The second offers a 12 per cent rebate on the purchase cost of electric-powered bikes, scooters, skateboards and other “e-mobility devices”. There are set caps to this, of $250 for e-scooters, $500 for e-bikes and $1000 for cargo e-bikes (bikes designed to carry cargo, luggage or extra passengers).

The third part of the e-transport package is not yet available, but when that happens it will be offering financial support in the form of no-interest loans for installation of home EV chargers.

The subsidies are hardly spectacular, but they’re one more incentive for people to end their use of fossil fuel for their private transport. Given that almost all Tasmanian transport relies on petrol or diesel, and the fact that this sector is the main source of ongoing carbon emissions, I’m not going to argue with that.

Every political action, including a plan for a ferry scheme and support for electric vehicle use, matters, because any one of them can lead to another. But in the bigger scheme of things, they are drops in an ocean of actions and transformations needed to stop the advance of global warming.

The really critical question about any government’s climate response is, when will it take effect? Accelerating climate change is shrinking the time available to make a difference. At the weekend, for the first time in recorded history, Earth’s surface temperature broke through 2C above the pre-industrial baseline, while this year’s average is going to breach the 1.5C “safe” limit.

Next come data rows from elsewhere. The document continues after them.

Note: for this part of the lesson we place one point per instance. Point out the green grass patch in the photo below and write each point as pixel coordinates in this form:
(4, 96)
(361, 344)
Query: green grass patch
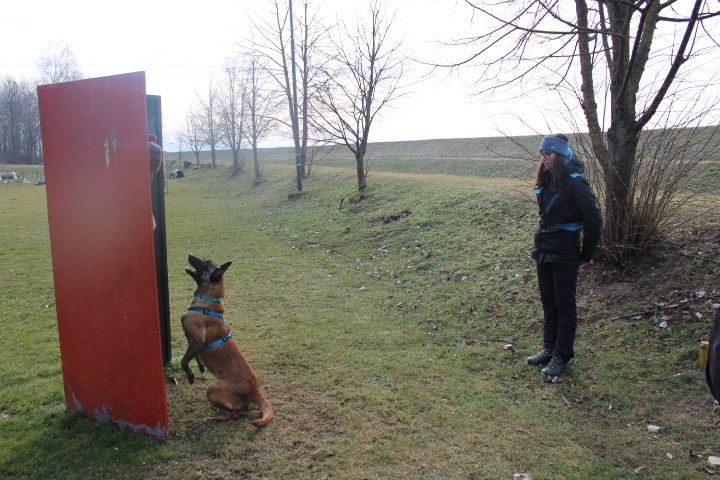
(378, 327)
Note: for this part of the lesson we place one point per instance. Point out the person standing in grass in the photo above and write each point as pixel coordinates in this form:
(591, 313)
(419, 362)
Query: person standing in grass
(567, 235)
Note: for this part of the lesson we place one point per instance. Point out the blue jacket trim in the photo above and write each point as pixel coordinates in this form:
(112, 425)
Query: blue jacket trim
(206, 311)
(217, 342)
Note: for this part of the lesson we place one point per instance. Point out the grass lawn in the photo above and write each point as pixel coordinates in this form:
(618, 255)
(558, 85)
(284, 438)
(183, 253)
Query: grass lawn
(390, 333)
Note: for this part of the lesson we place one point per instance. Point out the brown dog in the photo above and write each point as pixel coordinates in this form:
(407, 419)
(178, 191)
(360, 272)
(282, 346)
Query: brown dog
(210, 342)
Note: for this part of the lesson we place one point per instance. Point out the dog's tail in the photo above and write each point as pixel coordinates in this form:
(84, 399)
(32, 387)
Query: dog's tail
(266, 409)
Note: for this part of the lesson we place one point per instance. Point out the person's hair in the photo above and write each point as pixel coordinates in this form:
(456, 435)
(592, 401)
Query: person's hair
(556, 176)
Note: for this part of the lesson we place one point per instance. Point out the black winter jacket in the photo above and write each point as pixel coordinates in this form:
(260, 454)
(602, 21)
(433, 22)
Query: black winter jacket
(564, 215)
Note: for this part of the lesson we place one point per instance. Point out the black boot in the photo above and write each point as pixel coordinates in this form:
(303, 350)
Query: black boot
(541, 358)
(555, 368)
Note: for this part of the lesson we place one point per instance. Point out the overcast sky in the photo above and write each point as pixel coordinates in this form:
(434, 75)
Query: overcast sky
(179, 44)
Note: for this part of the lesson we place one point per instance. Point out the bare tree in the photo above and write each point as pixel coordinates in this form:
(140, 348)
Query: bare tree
(19, 123)
(232, 94)
(620, 60)
(274, 45)
(261, 107)
(210, 109)
(58, 64)
(363, 77)
(193, 135)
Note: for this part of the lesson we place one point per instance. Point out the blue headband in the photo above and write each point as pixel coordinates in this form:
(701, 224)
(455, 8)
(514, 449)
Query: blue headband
(557, 145)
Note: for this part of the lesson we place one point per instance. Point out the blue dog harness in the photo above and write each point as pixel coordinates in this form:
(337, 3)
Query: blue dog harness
(215, 313)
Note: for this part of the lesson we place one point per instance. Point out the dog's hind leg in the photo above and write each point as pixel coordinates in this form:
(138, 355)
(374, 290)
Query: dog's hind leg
(219, 394)
(190, 353)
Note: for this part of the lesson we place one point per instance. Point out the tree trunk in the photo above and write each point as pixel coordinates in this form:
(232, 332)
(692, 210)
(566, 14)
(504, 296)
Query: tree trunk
(360, 164)
(256, 163)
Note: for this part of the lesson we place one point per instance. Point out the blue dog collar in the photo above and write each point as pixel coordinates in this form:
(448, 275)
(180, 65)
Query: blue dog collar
(206, 311)
(217, 342)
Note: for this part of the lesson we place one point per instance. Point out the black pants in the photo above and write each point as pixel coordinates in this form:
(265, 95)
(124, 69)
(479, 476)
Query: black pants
(558, 284)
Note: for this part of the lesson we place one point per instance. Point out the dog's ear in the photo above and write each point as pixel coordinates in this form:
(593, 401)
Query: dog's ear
(217, 274)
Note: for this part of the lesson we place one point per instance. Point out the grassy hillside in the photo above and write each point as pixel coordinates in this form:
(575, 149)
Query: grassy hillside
(389, 332)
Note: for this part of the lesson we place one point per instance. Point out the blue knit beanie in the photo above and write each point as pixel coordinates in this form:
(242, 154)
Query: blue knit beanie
(557, 145)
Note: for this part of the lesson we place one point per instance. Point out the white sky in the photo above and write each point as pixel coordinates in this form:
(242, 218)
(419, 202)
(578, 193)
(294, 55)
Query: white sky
(179, 43)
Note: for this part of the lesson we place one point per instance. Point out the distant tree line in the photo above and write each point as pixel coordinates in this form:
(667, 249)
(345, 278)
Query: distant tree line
(19, 123)
(20, 141)
(298, 75)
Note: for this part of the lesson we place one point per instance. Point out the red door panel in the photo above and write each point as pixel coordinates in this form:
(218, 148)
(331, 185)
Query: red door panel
(94, 135)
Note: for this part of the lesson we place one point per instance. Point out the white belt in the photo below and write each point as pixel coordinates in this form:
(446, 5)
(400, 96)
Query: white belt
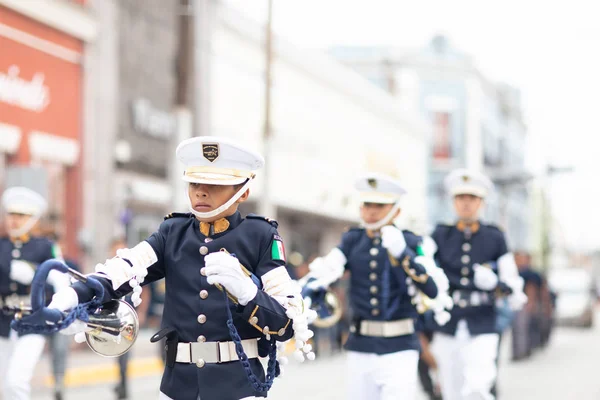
(399, 327)
(214, 352)
(15, 300)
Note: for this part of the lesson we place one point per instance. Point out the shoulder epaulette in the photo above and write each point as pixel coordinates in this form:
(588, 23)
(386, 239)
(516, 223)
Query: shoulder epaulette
(352, 229)
(266, 219)
(495, 227)
(177, 215)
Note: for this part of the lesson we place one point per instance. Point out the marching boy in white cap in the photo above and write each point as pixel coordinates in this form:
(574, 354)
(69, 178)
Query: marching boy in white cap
(20, 254)
(479, 267)
(213, 339)
(386, 279)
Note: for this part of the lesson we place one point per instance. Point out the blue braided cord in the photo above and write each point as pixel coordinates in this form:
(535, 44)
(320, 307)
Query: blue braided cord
(81, 312)
(272, 365)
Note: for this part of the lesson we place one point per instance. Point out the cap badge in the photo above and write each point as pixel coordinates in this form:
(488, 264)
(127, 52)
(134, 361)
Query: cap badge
(210, 151)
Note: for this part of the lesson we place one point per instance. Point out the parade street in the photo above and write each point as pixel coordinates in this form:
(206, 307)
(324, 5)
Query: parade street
(567, 369)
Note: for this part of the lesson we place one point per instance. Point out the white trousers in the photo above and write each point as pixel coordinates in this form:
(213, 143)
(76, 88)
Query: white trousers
(391, 376)
(466, 364)
(163, 396)
(18, 358)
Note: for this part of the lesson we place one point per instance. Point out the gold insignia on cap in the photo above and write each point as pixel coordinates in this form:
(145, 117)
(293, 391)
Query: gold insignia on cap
(210, 151)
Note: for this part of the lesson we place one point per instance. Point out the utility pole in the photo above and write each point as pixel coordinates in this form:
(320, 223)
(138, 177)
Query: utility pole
(183, 114)
(267, 208)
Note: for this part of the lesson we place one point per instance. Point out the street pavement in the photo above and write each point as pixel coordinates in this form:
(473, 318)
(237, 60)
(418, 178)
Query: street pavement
(567, 369)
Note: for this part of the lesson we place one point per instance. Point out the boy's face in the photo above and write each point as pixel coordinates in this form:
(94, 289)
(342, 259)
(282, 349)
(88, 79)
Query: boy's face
(467, 206)
(374, 212)
(205, 198)
(15, 221)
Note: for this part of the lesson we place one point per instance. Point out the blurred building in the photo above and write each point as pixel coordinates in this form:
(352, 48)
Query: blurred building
(329, 124)
(42, 76)
(131, 136)
(475, 123)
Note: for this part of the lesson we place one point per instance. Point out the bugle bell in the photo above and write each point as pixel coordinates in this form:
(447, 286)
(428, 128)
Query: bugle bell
(115, 326)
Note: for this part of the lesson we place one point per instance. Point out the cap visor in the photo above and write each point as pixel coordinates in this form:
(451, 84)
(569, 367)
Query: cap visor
(377, 198)
(214, 179)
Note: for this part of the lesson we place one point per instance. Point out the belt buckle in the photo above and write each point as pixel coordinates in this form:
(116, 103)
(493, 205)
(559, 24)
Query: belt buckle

In this context, the climate response of Tasmanian governments present and past is a resounding failure. Once I would have huffed and puffed about this, but over the years I’ve come to realise that this chronic failure is only partly the responsibility of governments. They fail because their people let them. In the end we all fail.

In fact, Tasmania’s failure belongs to every jurisdiction in every developed country on Earth. It’s now clearer than ever that when humans individually and collectively are settled into a particular way of life, it takes a monumental shock to shift them from it. That, I fear, is what is in store for us. We should brace ourselves.